Illustration: Gabriella Turrisi/Axios
A federal appeals court partially blocked a Texas judge's decision halting the FDA's approval of the widely used abortion pill mifepristone in a decision late Wednesday.
The big picture: The 2-1 ruling by a three-judge panel on the conservative-leaning court means that, for now, mifepristone is still available in the U.S., but with several strict limitations.
- The Biden administration and the drug's manufacturer could appeal to the Supreme Court to have the lower court's ruling fully overturned.
- Mifepristone is part of a two-drug regimen used in medication abortion, which now accounts for 53% of abortions in the U.S., according to the Guttmacher Institute, a research organization that supports abortion rights.

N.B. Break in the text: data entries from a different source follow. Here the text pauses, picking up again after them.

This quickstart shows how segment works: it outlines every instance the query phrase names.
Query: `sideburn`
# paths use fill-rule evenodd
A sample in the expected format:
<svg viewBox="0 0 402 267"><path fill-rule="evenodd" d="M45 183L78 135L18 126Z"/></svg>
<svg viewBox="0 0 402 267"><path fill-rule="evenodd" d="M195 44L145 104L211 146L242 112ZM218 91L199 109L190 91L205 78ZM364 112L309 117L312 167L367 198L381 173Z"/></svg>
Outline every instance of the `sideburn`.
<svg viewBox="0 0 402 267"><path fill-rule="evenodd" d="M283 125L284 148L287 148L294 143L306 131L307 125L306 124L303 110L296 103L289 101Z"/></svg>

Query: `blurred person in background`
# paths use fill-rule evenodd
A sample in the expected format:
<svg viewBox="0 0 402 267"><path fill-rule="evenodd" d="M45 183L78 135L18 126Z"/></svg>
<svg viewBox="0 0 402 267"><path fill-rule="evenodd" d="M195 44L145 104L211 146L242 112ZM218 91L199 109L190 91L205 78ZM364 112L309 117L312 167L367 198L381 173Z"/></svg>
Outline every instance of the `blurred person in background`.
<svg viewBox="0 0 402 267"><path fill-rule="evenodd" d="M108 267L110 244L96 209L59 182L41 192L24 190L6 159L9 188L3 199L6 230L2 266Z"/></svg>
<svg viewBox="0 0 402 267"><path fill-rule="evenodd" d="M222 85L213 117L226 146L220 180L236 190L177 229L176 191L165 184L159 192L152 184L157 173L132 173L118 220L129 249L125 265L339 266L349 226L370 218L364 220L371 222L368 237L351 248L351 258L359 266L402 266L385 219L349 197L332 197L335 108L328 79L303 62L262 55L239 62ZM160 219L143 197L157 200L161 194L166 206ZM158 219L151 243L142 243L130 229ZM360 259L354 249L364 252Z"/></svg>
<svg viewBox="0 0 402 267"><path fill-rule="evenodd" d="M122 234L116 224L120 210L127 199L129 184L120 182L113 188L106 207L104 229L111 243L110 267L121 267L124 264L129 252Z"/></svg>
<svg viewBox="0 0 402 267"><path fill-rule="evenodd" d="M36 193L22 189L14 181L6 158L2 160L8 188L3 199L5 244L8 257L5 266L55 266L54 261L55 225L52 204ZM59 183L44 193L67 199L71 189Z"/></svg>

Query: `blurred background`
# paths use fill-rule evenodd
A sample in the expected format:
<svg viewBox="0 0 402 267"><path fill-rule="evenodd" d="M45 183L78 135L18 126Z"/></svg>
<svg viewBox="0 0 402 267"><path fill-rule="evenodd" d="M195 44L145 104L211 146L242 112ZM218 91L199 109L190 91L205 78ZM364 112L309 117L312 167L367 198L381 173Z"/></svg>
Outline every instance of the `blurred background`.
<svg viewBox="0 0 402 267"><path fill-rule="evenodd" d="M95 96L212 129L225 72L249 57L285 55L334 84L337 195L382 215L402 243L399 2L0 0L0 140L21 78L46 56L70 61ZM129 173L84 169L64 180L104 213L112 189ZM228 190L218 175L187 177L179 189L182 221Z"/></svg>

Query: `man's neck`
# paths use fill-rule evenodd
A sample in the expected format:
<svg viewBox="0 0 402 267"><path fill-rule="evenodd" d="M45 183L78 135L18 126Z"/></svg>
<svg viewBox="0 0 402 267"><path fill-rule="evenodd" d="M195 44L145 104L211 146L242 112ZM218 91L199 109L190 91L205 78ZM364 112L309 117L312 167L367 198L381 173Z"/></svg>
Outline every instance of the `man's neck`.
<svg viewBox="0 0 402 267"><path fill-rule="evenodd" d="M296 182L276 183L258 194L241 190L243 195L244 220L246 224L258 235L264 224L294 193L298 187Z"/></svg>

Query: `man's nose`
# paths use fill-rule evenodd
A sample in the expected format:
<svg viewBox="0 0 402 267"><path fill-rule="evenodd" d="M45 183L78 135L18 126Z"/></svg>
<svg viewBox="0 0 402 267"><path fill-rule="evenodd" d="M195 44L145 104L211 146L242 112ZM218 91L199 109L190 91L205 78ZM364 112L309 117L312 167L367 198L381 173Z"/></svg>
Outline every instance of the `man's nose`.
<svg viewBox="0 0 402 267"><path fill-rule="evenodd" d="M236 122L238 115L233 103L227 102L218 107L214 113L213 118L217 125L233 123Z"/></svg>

Details: The New Orleans-based 5th U.S. Circuit Court of Appeals granted the Biden administration's request to hold part of the Texas judge's order blocking the Food and Drug Administration's approval of the pill, pending the outcome of the lawsuit challenging the FDA on this authority, which has been in place since 2000.
- However, changes the FDA made in 2016 lifting certain restrictions on mifepristone are now suspended under the appeals court ruling, so requirements that existed prior to that return — such as requiring the supervision of a qualified physician to obtain the pill.
- The judges also suspended the FDA's 2021 approval for the pills to be sent by mail.
Catch up fast: U.S. District Court Judge Matthew Kacsmaryk last week stayed the FDA's approval of mifepristone, in a widely criticized decision that used anti-abortion rhetoric to argue that medication abortion has a "negative impact" and that the agency's safety data on the pill is "potentially misleading."
- The Justice Department quickly appealed, calling Kacsmaryk's order "extraordinary and unprecedented."
- The Texas judge, the DOJ argued, "upended decades of reliance by blocking the FDA's approval of mifepristone … based on the court's own misguided assessment of the drug's safety."
By the numbers: Overall, 53% of U.S. adults say medication abortion should be legal in their state compared to 22% who say it should be illegal, according to a Pew Research Center survey conducted before the rulings were issued.